« L’eau monte vite et redescend vite » : malgré un hiver pluvieux, les sols sont secs en Vendée
Après les fortes pluies tombées en Vendée cet hiver, des signes de sécheresses pointent le bout de leur nez en ce mois d’avril 2026. Le niveau des nappes phréatiques du secteur est en dessous des moyennes mais la situation peut encore se résorber.
C’est ce qu’on appelle passer du tout au tout. Après des pluies très intenses en début d’année, les gouttes se font désormais désirer en Vendée. Le dernier bulletin hydrologique de l’Établissement public du Marais poitevin (EPMP), publié le 1er avril 2026, est clair à ce sujet : en ce début de saison printanière, le déficit de précipitation se fait sentir.
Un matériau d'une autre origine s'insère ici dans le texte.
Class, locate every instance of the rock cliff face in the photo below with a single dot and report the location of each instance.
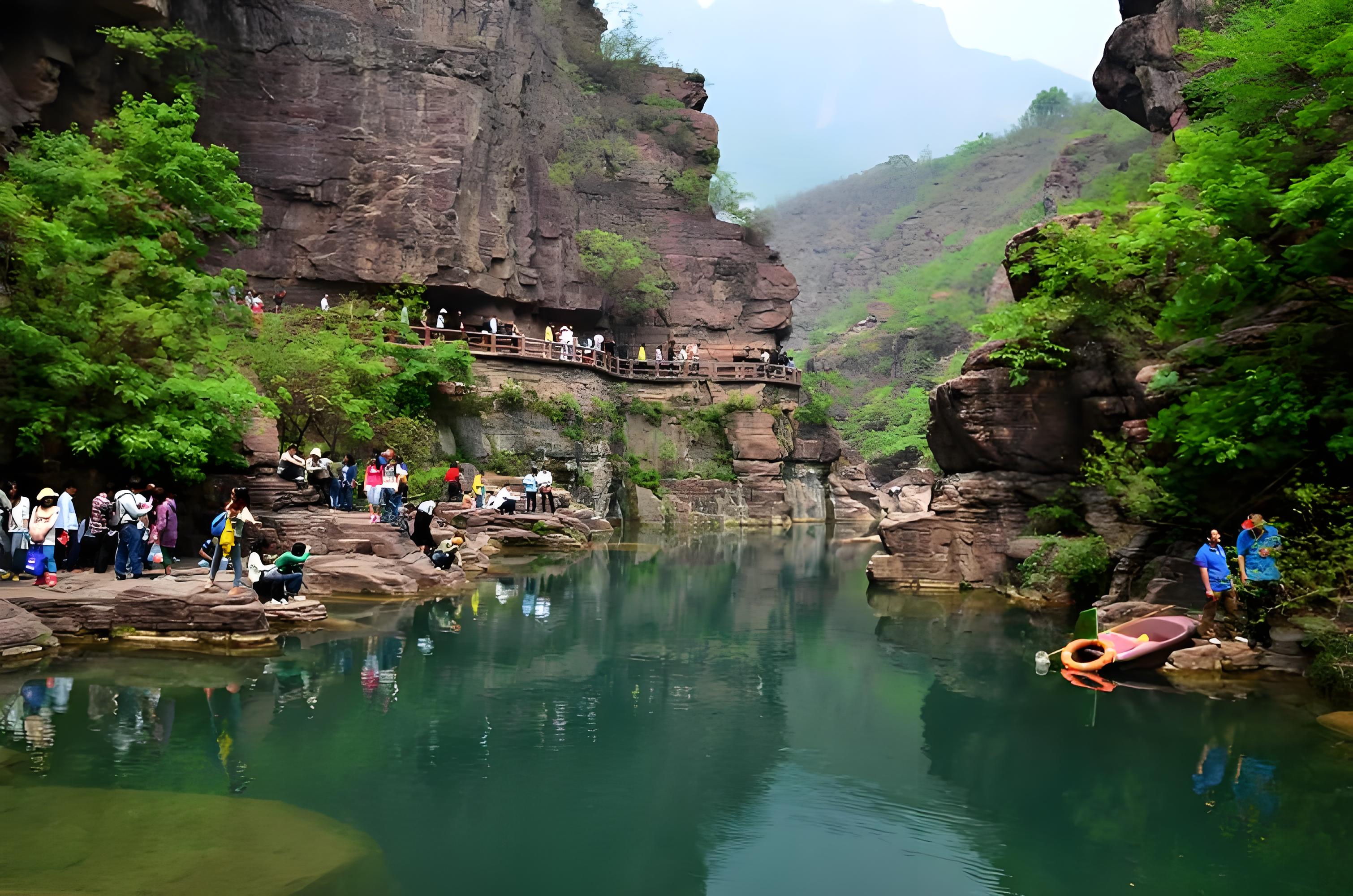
(413, 141)
(1007, 447)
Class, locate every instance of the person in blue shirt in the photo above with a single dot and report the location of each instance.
(348, 482)
(530, 485)
(1256, 549)
(1217, 582)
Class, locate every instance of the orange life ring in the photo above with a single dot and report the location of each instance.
(1088, 680)
(1095, 665)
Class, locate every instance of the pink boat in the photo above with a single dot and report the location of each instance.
(1164, 635)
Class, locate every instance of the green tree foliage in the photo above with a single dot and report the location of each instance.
(113, 340)
(628, 270)
(177, 56)
(592, 159)
(1047, 108)
(891, 422)
(624, 44)
(335, 375)
(693, 185)
(1255, 214)
(1082, 562)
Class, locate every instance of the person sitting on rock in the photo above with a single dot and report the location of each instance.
(447, 554)
(505, 501)
(287, 574)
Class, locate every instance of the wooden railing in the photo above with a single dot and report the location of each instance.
(532, 349)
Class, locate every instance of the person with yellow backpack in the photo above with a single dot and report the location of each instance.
(228, 531)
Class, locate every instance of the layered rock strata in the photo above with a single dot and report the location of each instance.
(88, 604)
(393, 142)
(22, 634)
(1140, 73)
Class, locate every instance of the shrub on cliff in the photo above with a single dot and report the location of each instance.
(628, 270)
(592, 159)
(112, 331)
(1047, 108)
(336, 375)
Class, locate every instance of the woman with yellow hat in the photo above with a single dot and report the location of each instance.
(43, 532)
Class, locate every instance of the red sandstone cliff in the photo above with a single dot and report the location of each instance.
(393, 141)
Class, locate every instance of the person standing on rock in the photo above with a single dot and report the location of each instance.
(128, 513)
(373, 484)
(530, 487)
(18, 546)
(293, 466)
(396, 487)
(43, 531)
(422, 527)
(6, 554)
(230, 542)
(100, 540)
(1217, 582)
(546, 484)
(68, 528)
(167, 530)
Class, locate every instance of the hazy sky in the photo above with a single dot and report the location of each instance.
(1067, 34)
(808, 91)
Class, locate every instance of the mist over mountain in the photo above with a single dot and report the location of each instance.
(823, 91)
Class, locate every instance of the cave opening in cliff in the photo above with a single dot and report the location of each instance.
(470, 308)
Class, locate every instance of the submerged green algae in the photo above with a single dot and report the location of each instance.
(122, 842)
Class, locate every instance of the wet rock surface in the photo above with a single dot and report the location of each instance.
(99, 604)
(22, 634)
(966, 534)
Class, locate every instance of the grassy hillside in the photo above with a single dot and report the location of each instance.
(899, 263)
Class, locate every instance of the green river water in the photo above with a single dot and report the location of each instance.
(735, 714)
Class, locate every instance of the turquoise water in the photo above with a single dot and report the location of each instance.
(728, 715)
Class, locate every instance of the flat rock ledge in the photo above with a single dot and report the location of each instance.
(23, 638)
(181, 608)
(567, 530)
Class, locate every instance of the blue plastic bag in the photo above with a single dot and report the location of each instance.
(36, 564)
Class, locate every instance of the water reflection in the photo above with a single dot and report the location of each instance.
(715, 715)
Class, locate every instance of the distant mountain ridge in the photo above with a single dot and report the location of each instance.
(866, 82)
(897, 263)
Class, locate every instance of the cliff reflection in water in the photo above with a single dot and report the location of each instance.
(712, 715)
(1150, 785)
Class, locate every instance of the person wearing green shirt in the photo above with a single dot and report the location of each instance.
(289, 574)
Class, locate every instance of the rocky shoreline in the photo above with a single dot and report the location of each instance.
(351, 557)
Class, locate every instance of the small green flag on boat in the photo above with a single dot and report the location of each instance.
(1087, 626)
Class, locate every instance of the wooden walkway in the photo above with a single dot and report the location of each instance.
(531, 349)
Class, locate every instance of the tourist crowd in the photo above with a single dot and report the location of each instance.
(134, 528)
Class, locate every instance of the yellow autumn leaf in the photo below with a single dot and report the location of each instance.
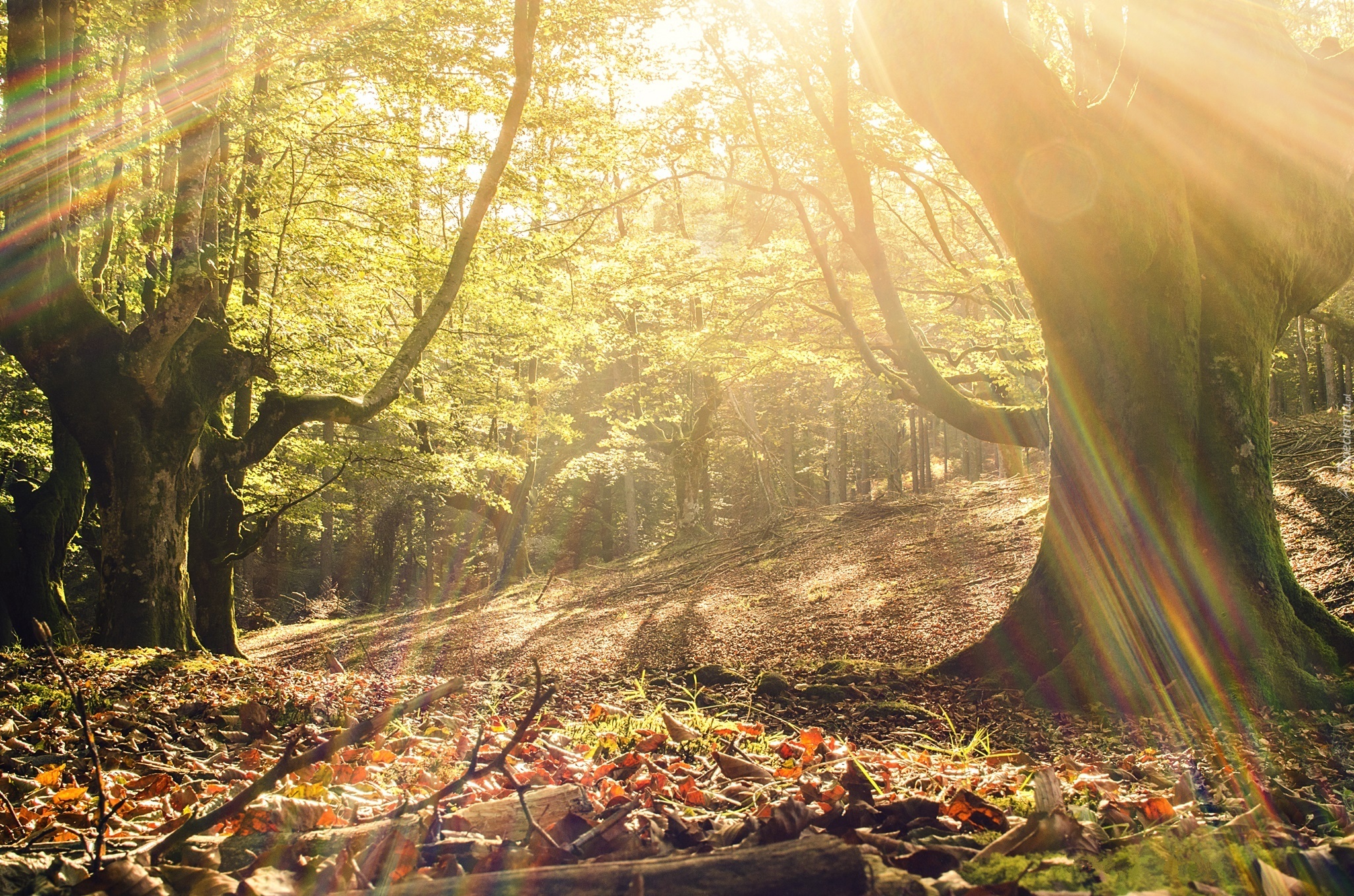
(69, 795)
(307, 792)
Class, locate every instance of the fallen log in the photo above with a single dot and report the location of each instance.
(504, 818)
(243, 850)
(811, 866)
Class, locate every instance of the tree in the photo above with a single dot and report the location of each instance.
(1169, 231)
(34, 534)
(145, 406)
(687, 447)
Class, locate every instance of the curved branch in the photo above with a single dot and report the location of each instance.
(280, 413)
(1025, 427)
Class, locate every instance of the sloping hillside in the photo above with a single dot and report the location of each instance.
(904, 581)
(899, 579)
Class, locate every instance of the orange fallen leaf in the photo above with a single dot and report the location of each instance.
(973, 809)
(68, 795)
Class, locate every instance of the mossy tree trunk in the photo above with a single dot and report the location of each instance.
(138, 402)
(34, 537)
(1169, 235)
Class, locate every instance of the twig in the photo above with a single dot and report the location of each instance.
(44, 634)
(549, 579)
(498, 764)
(290, 764)
(9, 808)
(531, 822)
(589, 835)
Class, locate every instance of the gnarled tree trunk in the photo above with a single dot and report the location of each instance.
(34, 537)
(1168, 235)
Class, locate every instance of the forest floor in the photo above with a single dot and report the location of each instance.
(754, 691)
(899, 579)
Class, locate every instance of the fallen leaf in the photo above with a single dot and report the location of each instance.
(196, 881)
(738, 769)
(50, 776)
(971, 809)
(679, 731)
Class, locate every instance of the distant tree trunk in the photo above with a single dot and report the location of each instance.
(1162, 583)
(1017, 18)
(511, 529)
(1333, 396)
(213, 535)
(34, 537)
(631, 515)
(1304, 386)
(688, 465)
(1013, 461)
(327, 520)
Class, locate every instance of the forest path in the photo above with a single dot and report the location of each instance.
(902, 579)
(906, 579)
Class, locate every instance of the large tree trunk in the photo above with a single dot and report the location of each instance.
(34, 537)
(213, 539)
(144, 509)
(688, 461)
(1162, 582)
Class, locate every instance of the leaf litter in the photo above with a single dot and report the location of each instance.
(633, 774)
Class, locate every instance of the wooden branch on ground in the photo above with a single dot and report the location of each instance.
(44, 634)
(811, 866)
(498, 764)
(289, 764)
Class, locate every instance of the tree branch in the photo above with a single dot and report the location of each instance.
(280, 413)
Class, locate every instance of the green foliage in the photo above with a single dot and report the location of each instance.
(1168, 862)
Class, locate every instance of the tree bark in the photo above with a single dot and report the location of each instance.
(1333, 398)
(1162, 559)
(138, 402)
(34, 537)
(1304, 375)
(809, 866)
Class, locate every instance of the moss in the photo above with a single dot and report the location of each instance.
(850, 672)
(34, 694)
(714, 675)
(1166, 862)
(891, 708)
(1037, 872)
(771, 684)
(829, 693)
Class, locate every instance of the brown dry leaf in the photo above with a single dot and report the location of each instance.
(196, 881)
(50, 776)
(1049, 790)
(1157, 809)
(787, 819)
(738, 769)
(254, 718)
(151, 786)
(68, 795)
(268, 881)
(606, 711)
(1276, 883)
(1043, 833)
(122, 879)
(678, 731)
(973, 809)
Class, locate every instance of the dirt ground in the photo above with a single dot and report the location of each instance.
(898, 579)
(904, 581)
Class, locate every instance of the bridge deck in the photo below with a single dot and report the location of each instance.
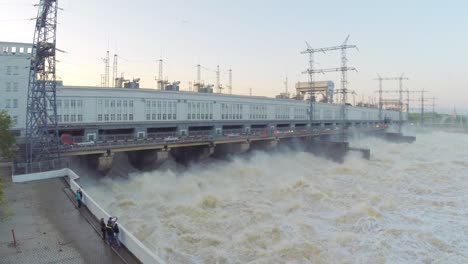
(160, 143)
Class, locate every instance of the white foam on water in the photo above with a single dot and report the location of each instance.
(408, 204)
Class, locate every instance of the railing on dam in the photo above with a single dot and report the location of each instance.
(167, 139)
(135, 246)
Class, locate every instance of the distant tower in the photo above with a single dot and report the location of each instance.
(199, 74)
(41, 115)
(230, 81)
(106, 69)
(286, 87)
(114, 72)
(218, 85)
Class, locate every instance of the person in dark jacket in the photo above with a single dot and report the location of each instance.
(110, 232)
(116, 233)
(79, 197)
(103, 228)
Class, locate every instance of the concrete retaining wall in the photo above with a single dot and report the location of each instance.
(126, 237)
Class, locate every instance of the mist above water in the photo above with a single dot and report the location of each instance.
(408, 204)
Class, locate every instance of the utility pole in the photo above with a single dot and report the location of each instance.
(400, 96)
(286, 87)
(344, 79)
(114, 72)
(381, 91)
(422, 105)
(42, 138)
(218, 84)
(422, 108)
(230, 80)
(433, 109)
(106, 61)
(199, 74)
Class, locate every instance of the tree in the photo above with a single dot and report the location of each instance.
(6, 137)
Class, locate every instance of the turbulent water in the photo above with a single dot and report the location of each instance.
(408, 204)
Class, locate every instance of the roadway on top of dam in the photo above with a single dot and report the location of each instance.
(166, 142)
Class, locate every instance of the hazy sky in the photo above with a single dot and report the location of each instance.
(260, 40)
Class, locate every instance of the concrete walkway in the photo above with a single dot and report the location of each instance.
(48, 228)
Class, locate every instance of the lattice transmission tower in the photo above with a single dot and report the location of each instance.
(41, 122)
En mars, on a enregistré 30 % de précipitation en moins que la normale, indique Kévin Ritz, hydrogéologue rattaché à l’EPMP. Le mois d’avril n’est pas terminé, mais il n’est quasiment rien tombé. Résultat : La situation se dégrade assez rapidement.
Une évaporation rapide
Malgré une recharge non négligeable des nappes phréatiques du secteur pendant les crues de janvier et de février, ces dernières sont différentes de celles très épaisses, composées de centaines de mètres de calcaire, qu’on peut retrouver dans le Bassin parisien ou aquitain. Sur le Marais poitevin, l’eau monte vite et redescend aussi très vite, pointe le spécialiste. Et ce phénomène a été amplifié avec les inondations : en février, il a tellement plu qu’on a ouvert les canaux pour vider l’eau, parfois de manière excessive.
Si vers Niort et la Charente-Maritime, les réservoirs se maintiennent à niveau, celui des nappes en Vendée est très en dessous des moyennes de saison et assez proche des sécheresses qui ont lieu statistiquement une fois tous les cinq ans. À titre de comparaison, l’état des nappes aquifères, à cette même période l’année dernière, était plus favorable. Leur niveau était proche des moyennes.
Y a-t-il matière à s’inquiéter ? Kévin Ritz tempère : À l’heure actuelle, on n’est pas dans une situation aussi critique qu’en 2022 mais il faut se montrer vigilants. Nos voisins de Charente, de Charente-Maritime et des Deux-Sèvres ont déjà vu tomber les premières mesures de restrictions d’eau sur leur territoire. Lundi 27 avril 2026, la préfecture de Vendée en a fait de même. Elle a placé en niveau alerte le secteur Côtiers Breton et en niveau vigilance les secteurs Autizes et Vendée superficielle.
Des conséquences déjà observables
Parce que sur le terrain, les conséquences de la conjoncture actuelle s’observent déjà. Sur les parcelles de David Baudouin, agriculteur en polyculture élevage à Foussais-Payré (Vendée), semer devient compliqué. Comme le printemps a été assez précoce, on a commencé à travailler les sols dès fin mars, mais c’est beaucoup trop tôt. Le sec a repris le dessus et je me retrouve maintenant avec des mottes de terre, déplore le céréalier. Je laboure dans la poussière.
Déjà durant les crues, cet agriculteur en poste depuis 2009, n’avait pas été épargné. Les terrains qui étaient hydromorphes n’ont pas réussi à récupérer de l’excédent de pluie tombé en février. Donc, aujourd’hui, on a des blés par endroits qui ne sont pas très beaux. Mais David Baudouin reste optimiste : On n’est pas encore en retard sur les semailles et la lune va bientôt changer, ça nous apportera peut-être un peu d’eau.
Pour l’instant, les prédictions météo restent floues. Mais si on a zéro précipitation au mois de mai et zéro précipitation au mois de juin, la situation risque de devenir très compliquée, avertit Kévin Ritz. La baisse continue du débit des cours d’eau pourrait, à terme, finir par endommager la biodiversité, nuire à la zone humide du Marais et affecter encore divers corps de métiers.